Acne: a disease of lipid metabolism, microbiome and the immune response - ABSTRACT / PROJECT SUMMARY
Overall
The overall goal of the UCLA/UCSD Acne Center for Research Translation (Acne CORT) is to bring together
scientists with expertise in different aspects of microbiology, lipid metabolism and immunology to engage in
translational research to study the interaction between the microbiota, lipid metabolism and the host immune
response in acne. Cutibacterium acnes is the dominant bacterium of the pilosebaceous unit (PSebU), the initial
site where acne lesions develop, and is considered to be one of the key contributing factors in the
pathogenesis of acne. The UCLA/UCSD Research Project is based on our recent findings using
transcriptomics, metagenomics and lipidomics, establishing the goal to link together these diverse biologic
responses into a model that may explain the pathogenesis of acne. The UCLA/UCSD Research Project
(Modlin, Gallo), “Acne: a disease of lipid metabolism, microbiome and the immune response”, will initially focus
studies on the role of TREM2 macrophages and adipogenic fibroblasts in the pathogenesis of acne. Our
preliminary data using from single cell RNA-sequencing (scRNA-seq) and spatial-sequencing identified these
two cell populations as over-represented in acne lesions, with gene programs reflecting their link to altered lipid
metabolism. The project investigators will obtain acne biopsy specimens (Hata, Kim), then address the link
between the immune response in acne lesions to the microbiome and lipid metabolism. The Research Project
will be supported by a UCLA Bioinformatics Core (Pellegrini, Yang) to analyze scRNA-seq and spatial-seq of
acne lesions, a UCSD Microbiology and Metagenomics Core (Gallo, O'Neill) to isolate and characterize C.

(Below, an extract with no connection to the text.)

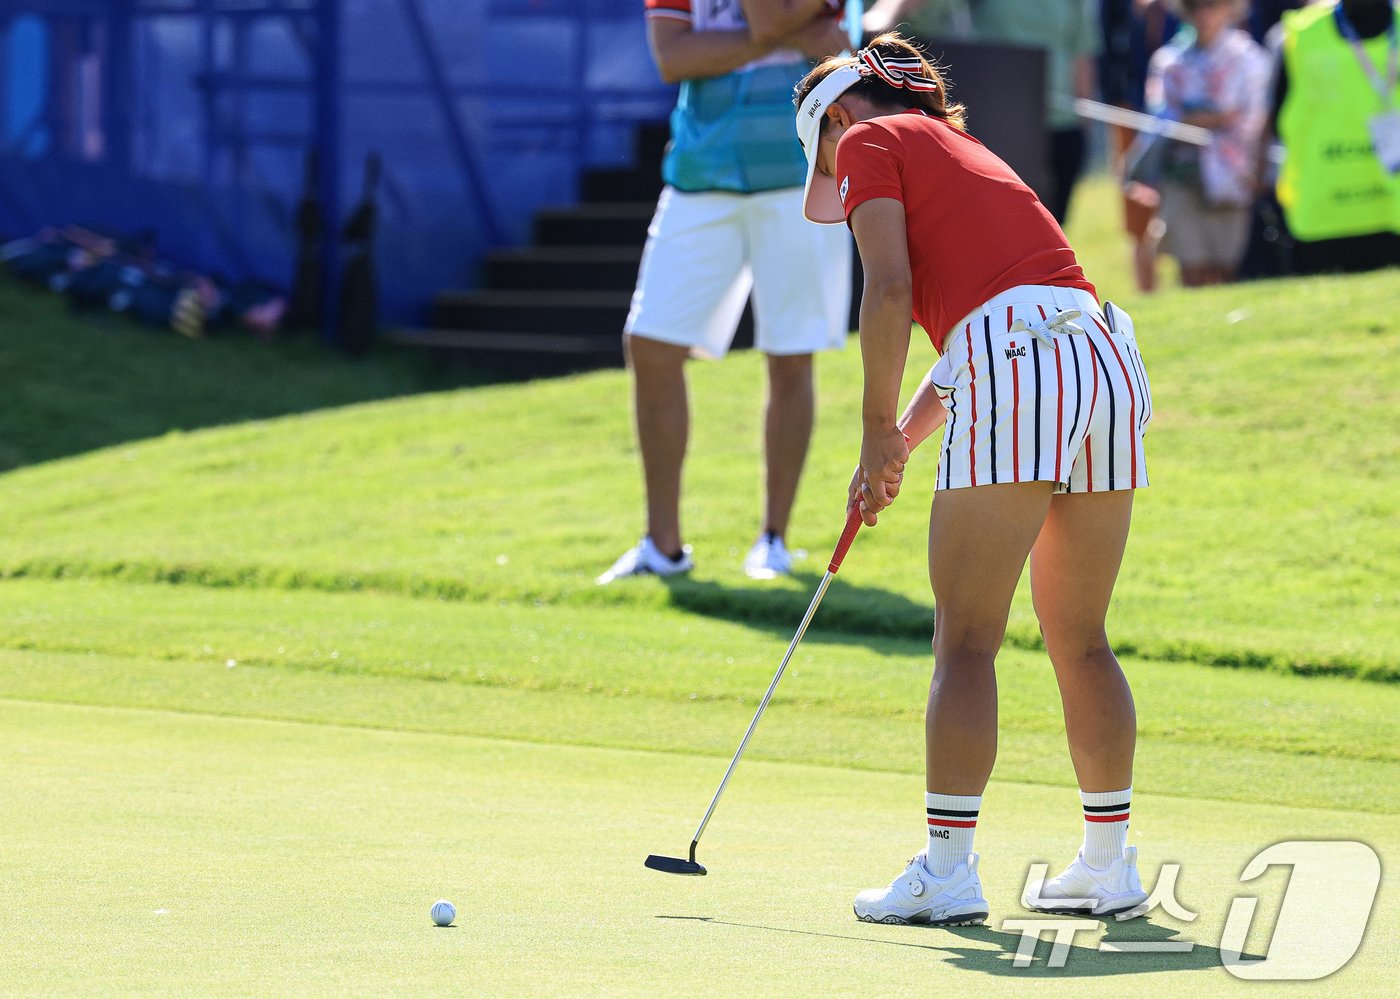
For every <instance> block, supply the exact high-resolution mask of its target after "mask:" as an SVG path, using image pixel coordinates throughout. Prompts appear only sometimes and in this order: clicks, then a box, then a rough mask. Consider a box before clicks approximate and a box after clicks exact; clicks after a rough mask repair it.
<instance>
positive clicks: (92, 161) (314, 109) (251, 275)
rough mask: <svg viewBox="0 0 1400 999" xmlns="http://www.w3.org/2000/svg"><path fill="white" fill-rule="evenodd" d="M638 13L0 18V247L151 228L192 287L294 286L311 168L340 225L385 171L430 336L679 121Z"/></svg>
mask: <svg viewBox="0 0 1400 999" xmlns="http://www.w3.org/2000/svg"><path fill="white" fill-rule="evenodd" d="M641 7H643V3H641V0H571V1H566V0H0V55H3V57H4V66H3V67H0V234H6V235H25V234H28V232H31V231H34V229H36V228H39V227H42V225H59V224H67V222H78V224H87V225H92V227H98V228H104V229H111V231H119V232H129V231H139V229H154V231H155V232H157V234H158V239H160V243H158V245H160V249H161V252H162V253H165V255H167V256H168V257H171V259H172V260H175V262H178V263H181V264H183V266H189V267H193V269H203V270H210V271H221V273H224V274H228V276H230V277H258V278H262V280H267V281H272V283H274V284H283V285H286V284H287V283H288V281H290V274H291V273H293V266H294V255H295V245H297V232H295V225H294V222H295V217H297V204H298V200H300V199H301V196H302V190H304V175H305V162H307V154H308V151H309V150H311V148H312V147H318V148H322V151H325V153H328V154H329V155H330V157H332V162H330V164H329V165H328V168H326V169H325V171H323V172H322V176H321V193H322V197H323V200H325V208H326V213H328V215H329V217H330V220H332V222H335V221H336V220H340V218H343V217H344V215H346V214H347V211H349V210H350V208H351V207H353V204H354V203H356V200H357V197H358V193H360V189H361V173H363V165H364V161H365V157H367V155H368V154H371V153H377V154H378V155H379V157H381V158H382V162H384V178H382V185H381V190H379V194H381V229H379V241H378V259H379V276H381V301H382V312H384V319H385V320H388V322H417V320H420V319H421V318H423V315H424V312H426V306H427V304H428V301H430V299H431V297H433V294H434V292H435V291H438V290H441V288H444V287H463V285H472V284H475V281H476V264H477V262H479V259H480V256H482V253H483V252H484V250H487V249H489V248H491V246H498V245H507V243H519V242H524V241H525V239H528V234H529V221H531V217H532V214H533V213H535V211H538V210H539V208H540V207H545V206H549V204H559V203H568V201H571V200H574V199H575V197H577V190H578V179H580V173H581V171H582V169H585V168H587V166H601V165H619V164H624V162H627V161H629V160H630V158H631V134H633V129H634V126H636V125H637V123H638V122H652V120H658V119H662V118H665V115H666V112H668V111H669V106H671V101H672V98H673V90H672V88H669V87H665V85H662V84H661V81H659V80H658V78H657V74H655V70H654V67H652V64H651V57H650V53H648V50H647V38H645V25H644V18H643V15H641ZM328 249H335V248H333V243H328Z"/></svg>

acnes strains, and lipidomics analysis (Bensinger, UCLA) of biopsy specimens and key cell types derived in
vitro. Ultimately, the Bioinformatics Core will use mergeomics to combine data from transcriptomics,
metagenomics and lipidomics to create a network model of the pathogenesis of acne. The Administrative Core
will facilitate research interactions between the projects with: i) research seminars, an Enrichment Program
and Advisory Board meeting; ii) a Pilot and Feasibility Project Program to extend the research base; and, iii)
plans to utilize the resources and environment at UCLA/UCSD including core facilities, the UCLA and UCSD
Clinical and Translational Science Awards (CTSA) Program Centers as well as the mentoring programs for
medical and graduate students, postdoctoral fellows, dermatology trainees and junior faculty. The proposed
studies will provide new insights into how lipid metabolism and the skin microbiome shape cutaneous immune
responses contributing to inflammation, with the potential for intervention in skin disease.